In questi ultimi tempi, per chi vi capiti da un diverso mondo, Capri dà proprio l’impressione di una «messa in scena», una «messa in scena» da mascherata permanente.

Piazza Umberto I (nota come “la Piazzetta”) a Capri, brulicante di turisti (immagine sotto Creative Commons Attribution-Share Alike 4.0 International , autore Cezar Suceveanu, ripresa, nel rispetto della normativa vigente, senza modifiche rispetto alla versione originale)

Nella piazzetta centrale tutto sta spontaneamente ed accuratamente al suo posto come in qualcuna di quelle scene cinematografiche, in sui si tratta delle isole nostalgiche dei «Mari del Sud» – Honolulu e simili: irregolarità pittoresca e frastagliata di pareti bianchissime; prospettive coreografiche di sbocchi di viuzze con archi, finestrine, androni, gradinate, insegne che stringono intorno ad uno spiazzo centrale, dominato, da un lato, da una torretta cubica a quadrante, arabo-normanna – liberato, dall’altro, da un’ampia aerea terrazza sul mare; interni che si lasciano solo intravvedere e, vicino, mucchi di frutta, rivendite di giornali, di bibite, di collane, di costumi.

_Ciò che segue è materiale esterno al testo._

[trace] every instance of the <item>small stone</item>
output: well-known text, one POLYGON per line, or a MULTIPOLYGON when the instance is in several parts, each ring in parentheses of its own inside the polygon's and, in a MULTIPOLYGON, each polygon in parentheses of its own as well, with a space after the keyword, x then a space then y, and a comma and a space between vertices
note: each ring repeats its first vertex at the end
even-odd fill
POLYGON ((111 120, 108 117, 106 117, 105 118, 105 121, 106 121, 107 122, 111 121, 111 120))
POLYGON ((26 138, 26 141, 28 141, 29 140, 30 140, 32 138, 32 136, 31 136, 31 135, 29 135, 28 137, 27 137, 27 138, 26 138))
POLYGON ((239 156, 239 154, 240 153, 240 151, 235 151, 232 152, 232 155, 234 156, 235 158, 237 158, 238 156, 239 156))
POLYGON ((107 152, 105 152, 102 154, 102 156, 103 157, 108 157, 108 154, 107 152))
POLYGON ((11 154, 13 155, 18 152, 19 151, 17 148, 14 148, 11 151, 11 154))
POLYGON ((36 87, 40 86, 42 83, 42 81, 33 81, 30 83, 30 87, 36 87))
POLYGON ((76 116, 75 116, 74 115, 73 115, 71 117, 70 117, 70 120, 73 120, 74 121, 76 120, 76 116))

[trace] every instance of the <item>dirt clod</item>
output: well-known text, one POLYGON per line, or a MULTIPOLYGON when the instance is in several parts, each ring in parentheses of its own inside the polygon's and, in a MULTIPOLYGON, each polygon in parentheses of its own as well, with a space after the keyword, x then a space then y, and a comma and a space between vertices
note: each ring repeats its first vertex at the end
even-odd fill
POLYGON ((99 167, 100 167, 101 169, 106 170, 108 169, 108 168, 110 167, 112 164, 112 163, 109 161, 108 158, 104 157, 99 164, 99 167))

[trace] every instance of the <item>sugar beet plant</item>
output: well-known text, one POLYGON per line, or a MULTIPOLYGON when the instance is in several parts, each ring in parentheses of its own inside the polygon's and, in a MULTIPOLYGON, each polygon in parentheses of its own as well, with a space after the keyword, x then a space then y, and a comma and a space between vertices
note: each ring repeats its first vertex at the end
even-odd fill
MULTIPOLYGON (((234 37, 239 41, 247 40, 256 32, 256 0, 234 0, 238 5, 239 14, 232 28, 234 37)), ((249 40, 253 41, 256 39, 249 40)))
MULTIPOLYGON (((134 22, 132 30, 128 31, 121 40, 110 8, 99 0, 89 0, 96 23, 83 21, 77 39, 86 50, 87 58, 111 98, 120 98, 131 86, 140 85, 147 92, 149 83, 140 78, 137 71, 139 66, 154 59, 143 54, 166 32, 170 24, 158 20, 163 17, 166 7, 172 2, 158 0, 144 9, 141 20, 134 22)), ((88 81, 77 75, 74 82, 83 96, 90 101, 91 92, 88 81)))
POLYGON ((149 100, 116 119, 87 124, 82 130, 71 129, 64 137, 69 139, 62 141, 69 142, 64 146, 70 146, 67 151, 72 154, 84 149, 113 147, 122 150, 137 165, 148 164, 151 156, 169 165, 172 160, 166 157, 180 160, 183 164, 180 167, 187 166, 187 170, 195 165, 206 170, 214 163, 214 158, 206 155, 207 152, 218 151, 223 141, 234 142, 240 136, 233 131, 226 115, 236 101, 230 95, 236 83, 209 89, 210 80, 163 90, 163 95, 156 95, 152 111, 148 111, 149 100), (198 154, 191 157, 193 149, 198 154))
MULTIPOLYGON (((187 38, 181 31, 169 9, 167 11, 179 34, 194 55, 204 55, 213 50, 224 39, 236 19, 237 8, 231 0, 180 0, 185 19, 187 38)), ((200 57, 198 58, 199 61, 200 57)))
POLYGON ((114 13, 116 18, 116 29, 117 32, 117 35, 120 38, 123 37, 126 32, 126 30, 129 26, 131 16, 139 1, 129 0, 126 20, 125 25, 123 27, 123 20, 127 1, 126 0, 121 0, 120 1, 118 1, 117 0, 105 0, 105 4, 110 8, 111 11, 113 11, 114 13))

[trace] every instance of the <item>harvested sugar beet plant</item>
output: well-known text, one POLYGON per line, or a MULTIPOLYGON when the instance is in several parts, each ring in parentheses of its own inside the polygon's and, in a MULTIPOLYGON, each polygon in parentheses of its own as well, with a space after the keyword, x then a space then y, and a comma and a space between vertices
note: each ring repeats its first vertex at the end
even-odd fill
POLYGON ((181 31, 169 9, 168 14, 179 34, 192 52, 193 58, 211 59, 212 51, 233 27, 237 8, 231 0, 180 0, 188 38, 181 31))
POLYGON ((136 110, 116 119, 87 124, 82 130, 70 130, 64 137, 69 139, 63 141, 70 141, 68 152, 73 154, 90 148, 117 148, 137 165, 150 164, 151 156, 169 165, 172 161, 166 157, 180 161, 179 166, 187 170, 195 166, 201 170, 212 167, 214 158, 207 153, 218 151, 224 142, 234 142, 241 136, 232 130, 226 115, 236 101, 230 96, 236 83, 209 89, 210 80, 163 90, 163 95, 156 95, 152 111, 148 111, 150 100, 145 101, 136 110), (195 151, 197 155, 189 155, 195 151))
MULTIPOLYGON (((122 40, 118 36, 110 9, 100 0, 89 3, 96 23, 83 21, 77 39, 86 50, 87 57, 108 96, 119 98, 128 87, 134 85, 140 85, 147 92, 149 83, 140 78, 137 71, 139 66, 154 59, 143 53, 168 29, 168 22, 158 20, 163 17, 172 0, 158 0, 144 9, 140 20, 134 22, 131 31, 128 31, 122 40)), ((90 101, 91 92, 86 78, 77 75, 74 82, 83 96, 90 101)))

È il cuore di Capri. Qui, specie nelle ultime ore pomeridiane quando l’azzurro ardente diurno si esterna in un grigio cenere indefinito per confondersi con la massa perlacea e sorniona del mare e quando, lontano, palpitano le prime luminarie della penisola sorrentina, vi è un continuo via-vai, un passare, succedersi e mescolarsi dei tipi e dei costumi più vari.

Ciò che non è assolutamente da trovarsi qui è un abito «normale». Il coreografico e il pittoresco locale vi dominano incontrastatamente. Innanzitutto per le donne sono di rigore i calzoni: e si va dai larghi calzoni a campana dei piagiama da spiaggia alla Pierrot o alla messicana, che si continuano in su con appena due bretelline, tanto da lasciar nuda tutta la schiena – fino ai calzoni da uomo veri e propri, portati con voluta maussaderie (1), a salopettes striate ed a calzoncini a metà gamba alla scozzese o alla tirolese, naturalmente, dai colori più accesi.

Che si tratti di Backfische (2) nordiche o di vecchie signore napoletane in strenua difesa delle loro possibilità amorose, di pallide inglesi, di solide tedesche, di insipide americane, di tipi bohème o di tipi «fatali», nostrani o d’importazione – questa regola del costume mascolinizzato per le donne a Capri non soffre quasi eccezione, ostenta sé stessa, impera su tutta la linea e ad ogni ora del giorno sottolineando una specie di latente inclinazione alla promiscuità e all’intersessualità che qui, fra questa folla cosmopolita, forma, per così dire, atmosfera. E insieme ai calzoni ci sono i sandali, sandali rossi, verdi, dorati, perlacei, con palese ripresa delle forme pagane, tali, in ogni caso, da non celare unghie tinte – come quelle delle mani e la bocca – con uno scarlatto così acceso e esagerato da far pensare a delle scorticature ancora sanguinanti.

Quanto agli uomini, vi è una indefiniti varietà di maglie e magliette, di fasce e cinture marinare o alla bebè, con assoluto ostracismo a cappelli, cravatte, calze e camicie abbottonate. La razza bianca, qui, sembra fare ogni sforzo per assimilarsi a quella mulatta, se non addirittura a quella negra: non certo con soddisfazione del «razzismo» sicuramente professato da alcuni potenti ufficiali hitleriani, scesi qui in piena uniforme, decorazioni e fiammante croce uncinata. E quando a questa negrizzazione non basti la «cottura» naturale fra le rocce e i ciottoli arroventati della «Marina Piccola», o quando si trovi questo troppo faticoso, entrano in opera degli olii speciali: olio di noce, olio di sandalo e altre diavolerie.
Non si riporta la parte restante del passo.